In 2013, the Financial Crimes Enforcement Network issued guidance saying that it would treat transmitters of Bitcoin the same as it does transmitters of other money. Businesses that exchange Bitcoin are now required to register with FinCEN and keep records of transactions. FinCEN regulates companies under the Bank Secrecy Act, a set of regulations that includes Patriot Act laws and requires money transmitters to record personal information about its customers. Certain kinds of financial transactions must also be reported.
Any company who takes BTC from one person and sends it to another falls under this category, as well as those exchanging Bitcoin for hard currency. At the moment, those who buy products with Bitcoin are not considered money transmitters. However, those who “mine” the digital currency, using computers to solve complex algorithms to gain the coin, are. While these individuals never operated as a business or transferred money between two people, they are technically required to register with FinCEN.
Advocates for Bitcoin say FinCEN has offered little clarification since this guidance was published and that the laws unfairly target Bitcoin miners, who shouldn’t be labeled legally as money transmitters. Proponents of the digital currency also argue that increased regulation may decrease adoption by new users, hurting Bitcoin’s chances to grow. Those that don’t want to disclose information, or who can’t afford to meet FinCEN’s regulations, will move away from Bitcoin or perhaps doing business in the United States. The new regulations certainly make anonymity more difficult for those inside the United States, especially consumers who want to deal with legitimate companies or those mining Bitcoins.
On a state level, regulation of Bitcoin exchanges as money transmitters becomes even more confusing. Some states do not require licensing, however, those that traditionally require it have been slow to offer guidance about whether their rules apply to Bitcoin. And often, States require that money transmitters are licensed in that state, even if the business is located elsewhere, if it does business with the state’s citizens. This may prove especially difficult for businesses trading in a mostly anonymous digital currency such as Bitcoin.

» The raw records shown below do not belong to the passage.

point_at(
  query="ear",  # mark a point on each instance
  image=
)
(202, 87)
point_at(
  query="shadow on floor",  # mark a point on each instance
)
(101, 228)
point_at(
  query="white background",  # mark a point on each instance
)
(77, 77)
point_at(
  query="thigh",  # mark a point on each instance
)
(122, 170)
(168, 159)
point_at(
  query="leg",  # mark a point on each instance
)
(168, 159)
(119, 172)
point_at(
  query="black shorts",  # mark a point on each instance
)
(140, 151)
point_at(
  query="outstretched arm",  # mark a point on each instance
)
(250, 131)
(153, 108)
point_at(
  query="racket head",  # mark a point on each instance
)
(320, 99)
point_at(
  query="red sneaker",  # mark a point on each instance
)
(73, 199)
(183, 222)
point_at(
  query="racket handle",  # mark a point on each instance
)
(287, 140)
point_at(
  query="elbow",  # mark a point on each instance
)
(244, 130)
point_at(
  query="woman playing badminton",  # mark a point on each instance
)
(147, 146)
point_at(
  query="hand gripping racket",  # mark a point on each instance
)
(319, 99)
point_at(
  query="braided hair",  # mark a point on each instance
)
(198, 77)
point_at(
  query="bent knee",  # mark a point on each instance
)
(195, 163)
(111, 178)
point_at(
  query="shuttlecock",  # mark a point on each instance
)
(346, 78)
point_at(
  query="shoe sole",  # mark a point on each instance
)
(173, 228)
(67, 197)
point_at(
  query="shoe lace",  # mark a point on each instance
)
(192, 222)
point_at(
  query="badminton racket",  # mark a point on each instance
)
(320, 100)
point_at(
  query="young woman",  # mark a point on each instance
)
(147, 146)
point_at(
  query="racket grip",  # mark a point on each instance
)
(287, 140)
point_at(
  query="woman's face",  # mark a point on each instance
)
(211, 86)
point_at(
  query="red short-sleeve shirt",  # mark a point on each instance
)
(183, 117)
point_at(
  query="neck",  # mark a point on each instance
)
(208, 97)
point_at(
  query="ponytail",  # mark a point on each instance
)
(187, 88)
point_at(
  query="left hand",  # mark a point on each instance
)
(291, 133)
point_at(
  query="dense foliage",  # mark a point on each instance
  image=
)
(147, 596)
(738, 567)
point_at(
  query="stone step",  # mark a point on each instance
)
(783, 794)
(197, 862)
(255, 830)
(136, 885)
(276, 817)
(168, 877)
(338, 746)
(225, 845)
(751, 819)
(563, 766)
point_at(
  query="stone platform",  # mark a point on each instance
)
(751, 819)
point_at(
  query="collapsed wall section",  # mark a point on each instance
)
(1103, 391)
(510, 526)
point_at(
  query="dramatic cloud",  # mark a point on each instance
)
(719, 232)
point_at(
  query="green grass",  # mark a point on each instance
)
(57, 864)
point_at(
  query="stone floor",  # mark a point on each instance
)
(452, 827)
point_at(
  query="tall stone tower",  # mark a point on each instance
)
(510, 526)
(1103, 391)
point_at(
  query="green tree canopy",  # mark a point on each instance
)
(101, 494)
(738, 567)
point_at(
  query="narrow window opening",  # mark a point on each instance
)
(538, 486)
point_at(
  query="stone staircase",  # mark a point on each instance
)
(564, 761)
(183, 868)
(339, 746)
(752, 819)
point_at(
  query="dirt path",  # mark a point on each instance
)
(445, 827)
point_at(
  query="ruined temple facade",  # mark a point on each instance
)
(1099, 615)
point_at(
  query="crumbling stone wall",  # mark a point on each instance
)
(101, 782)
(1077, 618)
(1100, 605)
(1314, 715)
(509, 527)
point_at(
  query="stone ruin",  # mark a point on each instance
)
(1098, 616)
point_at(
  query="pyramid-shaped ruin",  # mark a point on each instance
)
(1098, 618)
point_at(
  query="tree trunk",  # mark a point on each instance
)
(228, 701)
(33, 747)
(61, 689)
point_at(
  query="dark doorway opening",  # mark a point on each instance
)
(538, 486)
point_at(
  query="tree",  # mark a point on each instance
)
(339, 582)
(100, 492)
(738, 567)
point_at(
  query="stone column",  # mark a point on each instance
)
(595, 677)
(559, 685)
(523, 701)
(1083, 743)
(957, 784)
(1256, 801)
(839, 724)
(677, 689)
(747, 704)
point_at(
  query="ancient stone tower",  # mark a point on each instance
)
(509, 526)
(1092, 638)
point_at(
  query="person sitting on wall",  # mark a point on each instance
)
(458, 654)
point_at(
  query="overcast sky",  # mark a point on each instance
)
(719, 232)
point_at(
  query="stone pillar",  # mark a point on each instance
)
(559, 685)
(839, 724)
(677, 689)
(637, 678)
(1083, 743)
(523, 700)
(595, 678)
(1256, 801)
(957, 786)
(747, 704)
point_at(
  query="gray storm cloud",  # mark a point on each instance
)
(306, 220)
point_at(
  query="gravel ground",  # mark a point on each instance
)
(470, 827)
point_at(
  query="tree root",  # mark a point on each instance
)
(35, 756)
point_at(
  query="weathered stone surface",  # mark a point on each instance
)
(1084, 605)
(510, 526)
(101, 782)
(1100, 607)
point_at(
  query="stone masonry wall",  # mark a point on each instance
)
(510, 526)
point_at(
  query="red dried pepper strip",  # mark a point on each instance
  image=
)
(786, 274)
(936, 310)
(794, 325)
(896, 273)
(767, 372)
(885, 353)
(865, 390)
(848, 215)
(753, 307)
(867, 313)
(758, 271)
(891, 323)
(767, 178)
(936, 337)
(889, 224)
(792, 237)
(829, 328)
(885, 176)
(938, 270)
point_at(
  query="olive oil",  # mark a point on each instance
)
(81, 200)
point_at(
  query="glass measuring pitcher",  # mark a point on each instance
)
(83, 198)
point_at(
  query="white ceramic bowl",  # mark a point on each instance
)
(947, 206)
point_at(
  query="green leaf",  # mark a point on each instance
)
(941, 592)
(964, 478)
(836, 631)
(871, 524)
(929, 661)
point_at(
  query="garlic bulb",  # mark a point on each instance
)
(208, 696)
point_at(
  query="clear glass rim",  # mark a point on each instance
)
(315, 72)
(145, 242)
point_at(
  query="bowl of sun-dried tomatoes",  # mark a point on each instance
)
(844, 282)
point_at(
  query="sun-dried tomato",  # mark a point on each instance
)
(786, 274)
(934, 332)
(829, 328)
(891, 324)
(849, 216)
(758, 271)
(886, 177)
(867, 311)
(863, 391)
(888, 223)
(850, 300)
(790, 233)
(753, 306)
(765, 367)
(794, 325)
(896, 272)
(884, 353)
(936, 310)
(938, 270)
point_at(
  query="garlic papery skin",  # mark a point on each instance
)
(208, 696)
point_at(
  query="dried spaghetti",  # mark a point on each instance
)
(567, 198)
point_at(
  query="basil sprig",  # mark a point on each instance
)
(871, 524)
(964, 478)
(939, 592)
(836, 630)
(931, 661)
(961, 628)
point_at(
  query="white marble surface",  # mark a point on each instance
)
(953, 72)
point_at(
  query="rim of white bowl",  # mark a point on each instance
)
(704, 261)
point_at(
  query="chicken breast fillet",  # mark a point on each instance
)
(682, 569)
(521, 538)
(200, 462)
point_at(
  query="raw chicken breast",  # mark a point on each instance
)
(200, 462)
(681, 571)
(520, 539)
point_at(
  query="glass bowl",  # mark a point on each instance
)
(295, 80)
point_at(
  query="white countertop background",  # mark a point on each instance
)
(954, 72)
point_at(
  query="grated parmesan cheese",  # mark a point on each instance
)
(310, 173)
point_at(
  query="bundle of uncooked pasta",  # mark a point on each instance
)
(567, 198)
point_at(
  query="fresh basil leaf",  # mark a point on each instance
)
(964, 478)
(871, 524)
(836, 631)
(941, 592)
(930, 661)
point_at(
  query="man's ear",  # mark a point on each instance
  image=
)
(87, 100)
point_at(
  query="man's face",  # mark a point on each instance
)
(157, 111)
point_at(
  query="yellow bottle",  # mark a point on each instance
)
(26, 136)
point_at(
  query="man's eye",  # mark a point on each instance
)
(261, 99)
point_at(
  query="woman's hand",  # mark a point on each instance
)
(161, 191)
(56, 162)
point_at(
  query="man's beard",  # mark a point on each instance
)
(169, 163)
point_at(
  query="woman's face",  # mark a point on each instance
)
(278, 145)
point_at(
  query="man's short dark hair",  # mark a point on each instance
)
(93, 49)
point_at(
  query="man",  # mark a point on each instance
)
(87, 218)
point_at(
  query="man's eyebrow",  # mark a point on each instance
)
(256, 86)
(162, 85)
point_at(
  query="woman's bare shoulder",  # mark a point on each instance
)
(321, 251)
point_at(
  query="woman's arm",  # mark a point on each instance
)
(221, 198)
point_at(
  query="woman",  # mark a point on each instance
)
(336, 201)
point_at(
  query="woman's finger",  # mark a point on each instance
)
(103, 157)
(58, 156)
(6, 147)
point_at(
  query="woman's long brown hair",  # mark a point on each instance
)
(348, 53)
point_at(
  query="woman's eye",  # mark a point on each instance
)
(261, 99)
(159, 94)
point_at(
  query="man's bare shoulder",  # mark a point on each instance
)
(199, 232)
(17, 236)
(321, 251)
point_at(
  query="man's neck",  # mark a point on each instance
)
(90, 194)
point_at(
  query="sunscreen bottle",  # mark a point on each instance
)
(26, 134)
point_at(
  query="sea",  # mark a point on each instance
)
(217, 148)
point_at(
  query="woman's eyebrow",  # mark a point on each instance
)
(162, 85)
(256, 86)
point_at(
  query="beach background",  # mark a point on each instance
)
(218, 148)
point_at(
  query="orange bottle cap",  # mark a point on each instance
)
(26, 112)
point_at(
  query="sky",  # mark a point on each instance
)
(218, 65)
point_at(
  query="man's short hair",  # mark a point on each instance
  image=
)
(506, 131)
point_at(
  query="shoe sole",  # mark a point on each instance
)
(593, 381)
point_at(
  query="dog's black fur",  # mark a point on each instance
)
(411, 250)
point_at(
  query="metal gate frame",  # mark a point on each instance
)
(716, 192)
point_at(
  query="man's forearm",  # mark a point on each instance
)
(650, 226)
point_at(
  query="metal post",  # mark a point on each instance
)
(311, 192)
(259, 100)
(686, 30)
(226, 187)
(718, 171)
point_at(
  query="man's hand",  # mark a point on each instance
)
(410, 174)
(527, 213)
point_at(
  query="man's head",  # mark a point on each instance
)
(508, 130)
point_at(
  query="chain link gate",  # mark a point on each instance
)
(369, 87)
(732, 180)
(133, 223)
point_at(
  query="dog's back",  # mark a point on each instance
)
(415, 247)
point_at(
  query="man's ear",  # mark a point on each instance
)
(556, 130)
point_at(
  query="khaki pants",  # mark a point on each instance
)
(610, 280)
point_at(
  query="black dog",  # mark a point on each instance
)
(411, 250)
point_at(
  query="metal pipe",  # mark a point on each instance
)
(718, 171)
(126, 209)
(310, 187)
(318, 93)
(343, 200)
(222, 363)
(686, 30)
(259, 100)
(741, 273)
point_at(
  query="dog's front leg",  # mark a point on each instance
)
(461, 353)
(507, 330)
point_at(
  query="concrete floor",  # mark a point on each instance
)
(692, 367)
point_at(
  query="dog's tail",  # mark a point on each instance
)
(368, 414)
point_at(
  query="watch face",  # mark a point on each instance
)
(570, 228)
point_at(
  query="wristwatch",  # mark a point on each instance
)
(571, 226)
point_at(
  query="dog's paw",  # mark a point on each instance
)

The state proposing the most heavy regulations for Bitcoin is perhaps New York. Under its most recent proposed laws, any business that stores, holds, issues, administers, exchanges, or controls Bitcoin for its customers needs a license. These terms are yet undefined. The original proposal by New York also required business to identify both parties in any transaction, removing any anonymity. The new proposal requires money transmitters to identify customers, and then non-customers “to the extent practicable.” Again, it is still unclear what that means precisely.
Bitcoin advocates are arguing that New York has yet to produce the evidence and studies that they relied on in determining how much regulation was correct. As of now, Bitcoin regulations and the reasoning behind them remain rather blurry. In the future, it would be beneficial for state and federal legislators giving more in depth reasoning for these new laws and how they operate. While Bitcoin has grown at an incredible rate, consumers and businesses deserve a chance to understand the laws that are quickly springing up in reaction, and to hear the legal reasoning behind them. While there are both positive and negative aspects to anonymity in terms of virtual currencies, quick and heavy-handed regulation may wipe out Bitcoin usage in the U.S. market before it has a chance to grow.